Human Chorionic Gonadotrophin (HCG)

HCG is a peptide hormone produced in pregnancy that is made by the embryo soon after conception and later by the syncytiotrophoblast (part of the placenta). Its role is to prevent the disintegration of the corpus luteum of the ovary and thereby maintain progesterone production that is critical for a pregnancy in humans. HCG may have additional effects. For instance, it is thought that HCG affects the immune tolerance in the pregnancy. Its action is predominantly luteinizing.

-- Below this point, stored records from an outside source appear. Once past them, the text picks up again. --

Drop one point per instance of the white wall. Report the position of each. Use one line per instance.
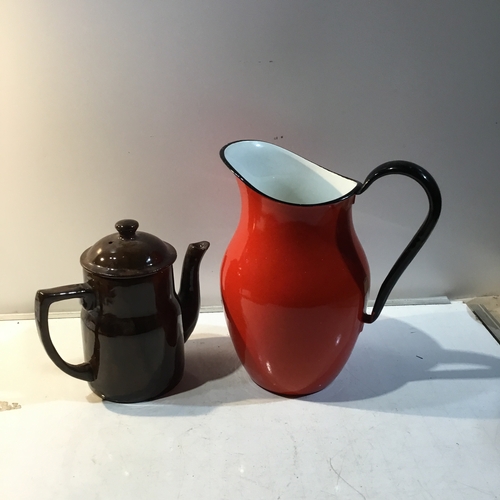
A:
(118, 108)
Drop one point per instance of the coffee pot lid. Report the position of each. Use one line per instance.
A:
(128, 253)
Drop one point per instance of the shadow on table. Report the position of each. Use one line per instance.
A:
(439, 381)
(391, 356)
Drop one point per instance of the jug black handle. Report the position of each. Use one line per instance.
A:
(431, 188)
(43, 300)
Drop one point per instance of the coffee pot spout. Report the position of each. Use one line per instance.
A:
(189, 292)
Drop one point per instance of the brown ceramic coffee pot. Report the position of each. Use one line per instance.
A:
(134, 324)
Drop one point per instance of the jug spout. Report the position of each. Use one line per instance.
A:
(189, 292)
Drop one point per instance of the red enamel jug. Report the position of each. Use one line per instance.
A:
(294, 277)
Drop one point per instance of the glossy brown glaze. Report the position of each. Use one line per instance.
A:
(133, 327)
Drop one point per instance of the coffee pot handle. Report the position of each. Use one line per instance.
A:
(431, 188)
(43, 300)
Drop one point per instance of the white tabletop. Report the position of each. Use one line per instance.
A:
(415, 414)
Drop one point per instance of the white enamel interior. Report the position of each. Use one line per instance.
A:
(285, 176)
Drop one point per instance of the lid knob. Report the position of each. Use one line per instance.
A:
(127, 228)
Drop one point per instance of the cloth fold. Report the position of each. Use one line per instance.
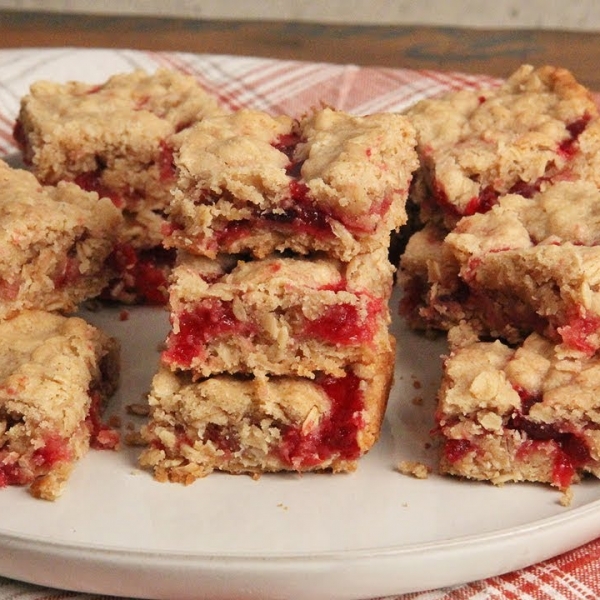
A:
(290, 87)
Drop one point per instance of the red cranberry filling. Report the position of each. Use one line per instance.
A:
(196, 327)
(576, 333)
(568, 147)
(166, 163)
(54, 450)
(13, 474)
(144, 274)
(336, 434)
(571, 450)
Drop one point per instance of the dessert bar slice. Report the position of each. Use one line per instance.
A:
(330, 181)
(477, 145)
(55, 375)
(262, 424)
(529, 413)
(533, 264)
(280, 315)
(56, 242)
(116, 138)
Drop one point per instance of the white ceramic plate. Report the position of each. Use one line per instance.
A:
(372, 533)
(316, 537)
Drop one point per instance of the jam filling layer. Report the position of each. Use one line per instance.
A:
(336, 436)
(212, 319)
(488, 196)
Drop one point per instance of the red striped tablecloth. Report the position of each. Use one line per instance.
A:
(290, 87)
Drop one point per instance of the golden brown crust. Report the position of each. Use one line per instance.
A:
(263, 424)
(55, 375)
(55, 240)
(238, 189)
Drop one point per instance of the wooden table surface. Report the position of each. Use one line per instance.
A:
(495, 52)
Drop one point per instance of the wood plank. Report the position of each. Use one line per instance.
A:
(495, 52)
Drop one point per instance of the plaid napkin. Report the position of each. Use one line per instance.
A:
(292, 87)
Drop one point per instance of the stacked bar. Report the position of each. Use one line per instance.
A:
(507, 260)
(536, 130)
(279, 357)
(56, 372)
(117, 139)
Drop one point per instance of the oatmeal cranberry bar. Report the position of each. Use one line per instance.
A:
(55, 375)
(116, 139)
(264, 423)
(56, 243)
(533, 265)
(477, 145)
(520, 414)
(281, 315)
(433, 295)
(249, 182)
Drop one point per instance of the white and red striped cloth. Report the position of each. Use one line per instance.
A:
(290, 87)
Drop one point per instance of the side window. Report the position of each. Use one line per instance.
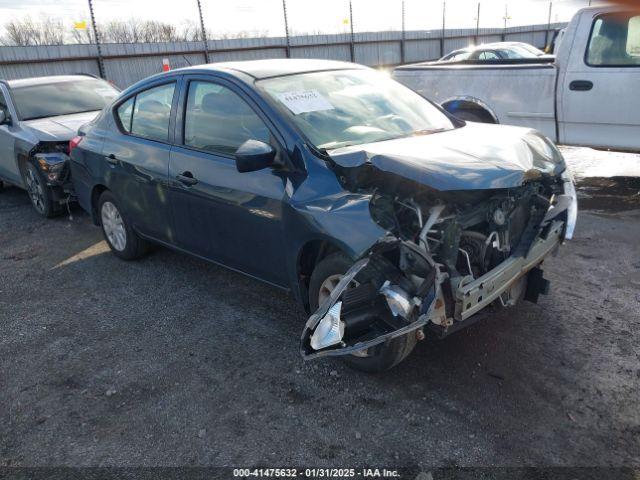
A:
(124, 113)
(488, 56)
(614, 41)
(218, 120)
(151, 113)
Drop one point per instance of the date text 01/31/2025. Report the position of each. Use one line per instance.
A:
(315, 473)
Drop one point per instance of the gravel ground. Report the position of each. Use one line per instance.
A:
(173, 361)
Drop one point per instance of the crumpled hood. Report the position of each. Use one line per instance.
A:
(474, 157)
(60, 128)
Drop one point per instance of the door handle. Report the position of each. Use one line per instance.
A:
(581, 85)
(186, 178)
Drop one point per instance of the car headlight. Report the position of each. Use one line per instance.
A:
(546, 156)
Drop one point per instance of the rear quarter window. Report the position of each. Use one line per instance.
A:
(614, 41)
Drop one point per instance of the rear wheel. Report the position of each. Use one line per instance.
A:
(379, 358)
(123, 241)
(39, 193)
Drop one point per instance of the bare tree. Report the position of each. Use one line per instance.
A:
(82, 36)
(30, 31)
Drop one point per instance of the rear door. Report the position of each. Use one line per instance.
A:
(136, 153)
(599, 100)
(218, 213)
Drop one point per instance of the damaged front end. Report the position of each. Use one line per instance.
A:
(446, 256)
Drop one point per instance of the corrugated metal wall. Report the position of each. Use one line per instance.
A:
(125, 64)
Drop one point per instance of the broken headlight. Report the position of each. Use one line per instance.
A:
(52, 165)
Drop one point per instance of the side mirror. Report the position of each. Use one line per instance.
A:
(254, 155)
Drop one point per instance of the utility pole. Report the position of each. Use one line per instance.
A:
(546, 34)
(286, 27)
(444, 15)
(353, 38)
(478, 23)
(204, 33)
(506, 16)
(97, 37)
(402, 42)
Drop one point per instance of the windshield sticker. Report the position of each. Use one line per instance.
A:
(306, 101)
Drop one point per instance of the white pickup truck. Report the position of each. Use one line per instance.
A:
(589, 96)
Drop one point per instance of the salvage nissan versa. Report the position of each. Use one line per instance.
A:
(386, 216)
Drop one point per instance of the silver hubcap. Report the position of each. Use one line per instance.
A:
(113, 226)
(35, 190)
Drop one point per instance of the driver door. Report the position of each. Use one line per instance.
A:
(218, 213)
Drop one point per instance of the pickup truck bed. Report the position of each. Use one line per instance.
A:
(499, 89)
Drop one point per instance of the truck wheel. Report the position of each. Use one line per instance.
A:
(382, 357)
(123, 241)
(39, 193)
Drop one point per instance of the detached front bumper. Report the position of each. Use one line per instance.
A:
(473, 297)
(442, 303)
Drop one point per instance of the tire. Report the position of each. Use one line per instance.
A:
(478, 116)
(379, 358)
(123, 241)
(39, 193)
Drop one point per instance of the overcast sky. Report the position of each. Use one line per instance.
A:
(328, 16)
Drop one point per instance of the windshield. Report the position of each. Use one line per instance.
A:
(351, 107)
(523, 51)
(62, 98)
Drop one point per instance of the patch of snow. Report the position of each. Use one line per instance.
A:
(588, 163)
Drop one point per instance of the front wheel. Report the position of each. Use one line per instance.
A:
(379, 358)
(123, 241)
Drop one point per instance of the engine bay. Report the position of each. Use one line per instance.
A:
(438, 245)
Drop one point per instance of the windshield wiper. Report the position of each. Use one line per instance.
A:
(426, 131)
(39, 117)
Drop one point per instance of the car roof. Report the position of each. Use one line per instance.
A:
(27, 82)
(260, 69)
(500, 45)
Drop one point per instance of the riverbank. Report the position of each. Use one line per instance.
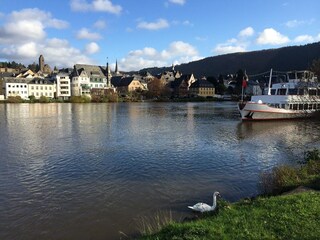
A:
(294, 216)
(284, 212)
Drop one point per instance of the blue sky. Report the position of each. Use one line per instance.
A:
(148, 33)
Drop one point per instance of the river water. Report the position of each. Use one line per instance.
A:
(92, 171)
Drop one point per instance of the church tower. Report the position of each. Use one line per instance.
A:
(116, 69)
(41, 63)
(108, 74)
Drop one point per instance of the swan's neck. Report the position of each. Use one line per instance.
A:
(214, 201)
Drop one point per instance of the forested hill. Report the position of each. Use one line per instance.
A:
(281, 59)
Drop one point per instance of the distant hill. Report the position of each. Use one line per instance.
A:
(281, 59)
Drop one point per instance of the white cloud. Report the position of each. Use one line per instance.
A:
(23, 38)
(271, 36)
(247, 32)
(177, 52)
(297, 23)
(179, 2)
(95, 6)
(28, 25)
(92, 48)
(159, 24)
(100, 24)
(304, 39)
(85, 34)
(147, 51)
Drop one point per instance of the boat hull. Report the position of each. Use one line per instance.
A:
(252, 111)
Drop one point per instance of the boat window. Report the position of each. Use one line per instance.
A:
(292, 75)
(282, 91)
(295, 106)
(300, 91)
(312, 92)
(300, 106)
(293, 91)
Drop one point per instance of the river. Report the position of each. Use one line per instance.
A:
(93, 171)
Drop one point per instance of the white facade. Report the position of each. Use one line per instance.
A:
(63, 84)
(41, 87)
(81, 84)
(16, 87)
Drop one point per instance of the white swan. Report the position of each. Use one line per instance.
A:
(203, 207)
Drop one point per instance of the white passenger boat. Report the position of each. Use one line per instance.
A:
(298, 97)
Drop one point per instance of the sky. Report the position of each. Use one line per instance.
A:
(149, 33)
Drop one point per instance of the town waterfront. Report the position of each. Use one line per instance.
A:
(90, 171)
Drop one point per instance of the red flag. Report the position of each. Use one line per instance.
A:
(244, 83)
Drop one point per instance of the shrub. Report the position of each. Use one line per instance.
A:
(80, 99)
(44, 99)
(283, 178)
(16, 99)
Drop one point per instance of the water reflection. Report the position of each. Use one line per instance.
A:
(80, 171)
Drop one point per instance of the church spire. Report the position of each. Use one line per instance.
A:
(116, 68)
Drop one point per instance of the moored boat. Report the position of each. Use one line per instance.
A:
(298, 97)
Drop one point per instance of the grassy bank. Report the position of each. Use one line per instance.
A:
(295, 216)
(270, 216)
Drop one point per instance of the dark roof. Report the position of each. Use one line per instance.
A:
(41, 81)
(202, 83)
(115, 81)
(125, 81)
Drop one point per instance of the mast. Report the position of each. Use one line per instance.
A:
(269, 86)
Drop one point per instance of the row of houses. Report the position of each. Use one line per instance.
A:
(90, 79)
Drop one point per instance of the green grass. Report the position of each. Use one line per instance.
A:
(270, 216)
(295, 216)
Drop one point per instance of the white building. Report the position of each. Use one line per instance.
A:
(80, 84)
(16, 87)
(63, 85)
(41, 87)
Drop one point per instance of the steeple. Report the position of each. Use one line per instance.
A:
(116, 68)
(41, 63)
(108, 73)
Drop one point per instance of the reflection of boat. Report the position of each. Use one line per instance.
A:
(299, 97)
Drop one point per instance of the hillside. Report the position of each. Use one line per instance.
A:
(281, 59)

HCG is an oligosaccharide glycoprotein composed of 244 amino acids with a molecular mass of 36.7 kDa. Its total dimensions are 75 x 35 x 30 angstrom (7.5 x 3.5 x 3.0 nanometer). It is heterodimeric, with an α-subunit identical to that of the Luteinizing Hormone (LH), the Follicle Stimulating Hormone (FSH) and the Thyroid Stimulating Hormone (TSH) plus a β-subunit that is unique to HCG.

Therapeutic Indication

HCG is used within the scope of assisted reproductive technologies (ART).
It is used in the treatment of anovulatory infertility, where its administration would form part of recognized treatment regimen involving the prior stimulation of follicular maturation and endometrial proliferation e.q. with Menotrophin Injection (HMG). HCG is also used to support the in vitro fertilization (IVF) and intrauterine insemination (IUI) method, used in the treatment of infertility.

Men (Hypogonadotrophin hypogonadism and cryptorchidism):
It stimulates the interstitial cells of the testes and consequently the section of androgens and the development of secondary sexual characteristics. With concomitant Menotrophin injection therapy, HCG injection stimulates the induction and maintenance of spermatogenesis.